The Links applied to become Foster Parents at The United Methodist Children’s Home and underwent the 24-hour, required foster parent training and extensive background checks before being approved as a foster family. In February, they welcomed two young boys into their home. Antoinette Jones, the Link’s UMCH foster care caseworker, remembered those early days of the Link’s first placement:
“The first month of this placement was difficult but, the Link family was committed to these children and fought to make it work. One of the boys in their home was diagnosed with ADHD and put on medication before his placement in the Link home; however, that medication did not seem to be working. As a result, most days the Link family had to constantly chase him and manage outburst. At the same time, while the Link family was trying to manage this child during the day, his little brother would wake up several times at night. Mr. And Mrs. Link took turns soothing this child back to sleep several times a night. It was overwhelming to deal with a child who has ADHD during the day and a sleepless child at night. Eventually, we were able to adjust the medication and the boys both began adjusting to their new routine in the Link home.”
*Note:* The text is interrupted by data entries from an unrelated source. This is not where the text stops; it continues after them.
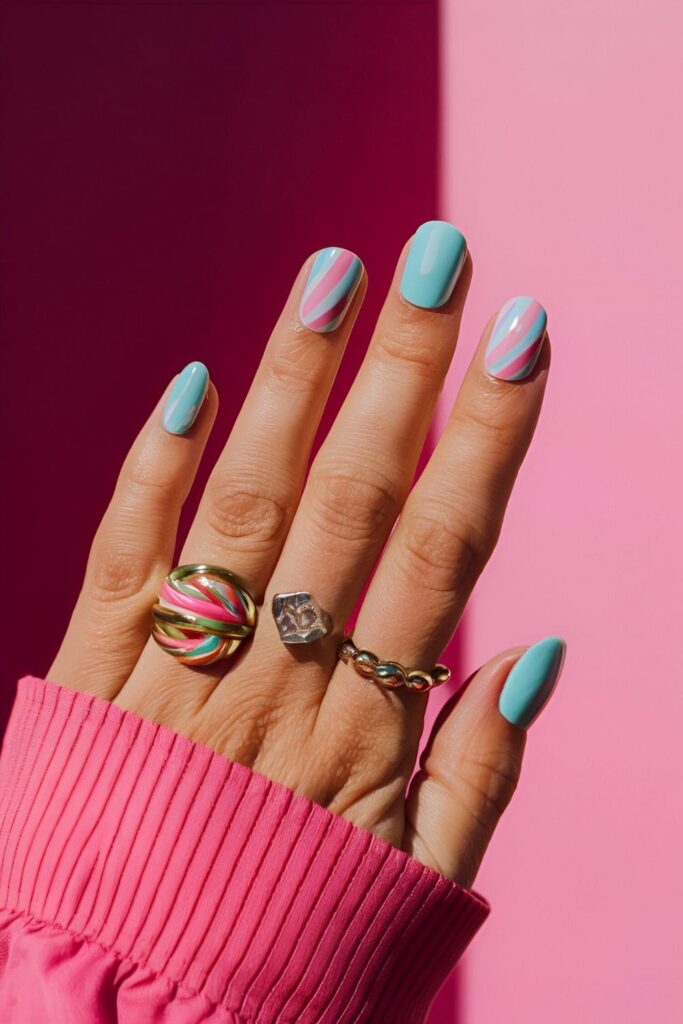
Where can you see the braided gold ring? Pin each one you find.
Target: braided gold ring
(390, 674)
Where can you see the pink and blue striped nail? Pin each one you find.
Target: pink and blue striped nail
(334, 278)
(516, 339)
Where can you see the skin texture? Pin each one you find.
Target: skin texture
(297, 715)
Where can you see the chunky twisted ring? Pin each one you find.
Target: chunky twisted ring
(204, 612)
(390, 674)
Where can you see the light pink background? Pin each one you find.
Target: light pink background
(562, 164)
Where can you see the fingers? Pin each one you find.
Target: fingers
(364, 470)
(254, 488)
(452, 520)
(134, 544)
(471, 765)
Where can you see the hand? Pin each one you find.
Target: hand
(298, 715)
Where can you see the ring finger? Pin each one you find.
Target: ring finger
(254, 487)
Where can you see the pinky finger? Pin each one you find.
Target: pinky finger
(134, 544)
(472, 762)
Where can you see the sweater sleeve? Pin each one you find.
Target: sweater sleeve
(144, 878)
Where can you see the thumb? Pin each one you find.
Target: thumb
(471, 765)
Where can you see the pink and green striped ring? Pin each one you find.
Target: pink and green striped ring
(204, 612)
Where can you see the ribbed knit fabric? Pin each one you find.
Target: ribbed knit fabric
(144, 878)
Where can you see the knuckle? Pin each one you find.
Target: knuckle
(485, 419)
(252, 515)
(492, 781)
(412, 344)
(441, 551)
(116, 571)
(292, 369)
(143, 480)
(350, 504)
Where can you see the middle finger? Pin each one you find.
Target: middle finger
(365, 468)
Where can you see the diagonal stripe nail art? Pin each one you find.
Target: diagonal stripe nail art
(516, 339)
(334, 278)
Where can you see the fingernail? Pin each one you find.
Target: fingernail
(516, 339)
(185, 398)
(433, 264)
(531, 681)
(332, 283)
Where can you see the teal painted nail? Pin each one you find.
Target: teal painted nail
(433, 265)
(531, 682)
(185, 398)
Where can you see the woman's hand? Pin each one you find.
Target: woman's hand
(298, 715)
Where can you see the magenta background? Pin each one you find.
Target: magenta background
(166, 168)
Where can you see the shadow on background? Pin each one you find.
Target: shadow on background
(166, 170)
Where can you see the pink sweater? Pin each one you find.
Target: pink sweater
(144, 878)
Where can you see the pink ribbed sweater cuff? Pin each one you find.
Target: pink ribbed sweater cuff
(203, 872)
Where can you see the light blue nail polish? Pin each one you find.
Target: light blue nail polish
(434, 262)
(185, 398)
(531, 682)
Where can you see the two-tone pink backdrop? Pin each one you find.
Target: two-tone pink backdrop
(166, 166)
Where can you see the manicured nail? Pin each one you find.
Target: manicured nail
(516, 339)
(334, 278)
(433, 264)
(531, 682)
(185, 398)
According to Kathleen and Edwin there was a small honeymoon period, but after that, the placement became very real, “It felt unsteady. Like we felt dizzy all the time. Almost like we were learning to walk again. We had to remind ourselves to be gentle and compassionate. These kids needed the chance to acclimate to our home without adding any more trauma to their situation. We worked with them and our caseworker to get things settled down. It took time, but things settled down.”
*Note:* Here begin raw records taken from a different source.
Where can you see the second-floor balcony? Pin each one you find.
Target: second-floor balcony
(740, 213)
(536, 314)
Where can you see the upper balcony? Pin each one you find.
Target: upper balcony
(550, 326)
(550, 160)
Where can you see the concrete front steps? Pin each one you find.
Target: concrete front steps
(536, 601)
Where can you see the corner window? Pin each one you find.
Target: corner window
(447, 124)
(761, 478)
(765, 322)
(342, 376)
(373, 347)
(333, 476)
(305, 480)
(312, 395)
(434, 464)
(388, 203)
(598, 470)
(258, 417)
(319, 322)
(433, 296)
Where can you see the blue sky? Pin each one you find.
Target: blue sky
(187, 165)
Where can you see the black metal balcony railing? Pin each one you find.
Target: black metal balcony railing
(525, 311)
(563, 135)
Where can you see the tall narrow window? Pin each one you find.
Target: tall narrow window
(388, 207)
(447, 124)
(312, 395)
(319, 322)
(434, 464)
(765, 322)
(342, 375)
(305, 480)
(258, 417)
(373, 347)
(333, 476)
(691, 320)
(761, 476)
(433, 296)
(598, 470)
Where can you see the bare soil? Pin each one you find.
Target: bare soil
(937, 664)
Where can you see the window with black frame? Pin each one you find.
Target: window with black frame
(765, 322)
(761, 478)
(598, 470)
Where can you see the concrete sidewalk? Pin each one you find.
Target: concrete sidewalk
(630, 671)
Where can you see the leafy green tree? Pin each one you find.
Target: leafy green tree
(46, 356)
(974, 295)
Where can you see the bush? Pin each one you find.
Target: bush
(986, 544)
The very first night that the boys were in their home, the Links called their birth mother. “If I were in that position I would want to hear someone’s voice.” Kathleen reflected. The Links called the boy’s mother and told her the boys were safe and that they (Kathleen and Edwin) would keep in contact with her. Since the first goal in foster care is usually reunification with birth family, it is important to stay in contact with birth parents when possible. The Links developed a relationship with the boy’s mom and communicated with her almost daily by text, sending pictures, or allowing the boys to talk to her on the phone.
Through the relationship that Kathleen and Edwin were able to develop with the birth mother they knew she was being set-up for success, they knew when the boys eventually returned home, they would be safe and loved. About 70% of kids in Georgia’s foster care system eventually return home to their birth family. As the boys neared their reunification date, they prepared the boys and their own family for the goodbye. “These boys had never had a healthy goodbye, so it was important to us to prepare them. We worked with their therapist and their mom to prepare them for the day they’d go back home. We told them this wasn’t a ‘goodbye,’ just a ‘see you later.’ We are still in touch with them, largely because we took the time to develop a relationship with their mom.”
Kathleen and Edwin had this to say about others who may be considering fostering, “The need is overwhelming. If someone even has an inkling that they could foster, then it’s worth exploring. Fostering has made us feel closer to our own children. It is hard, there will be highs and lows, but it’s worth it. These kids did nothing wrong; they just need a home.”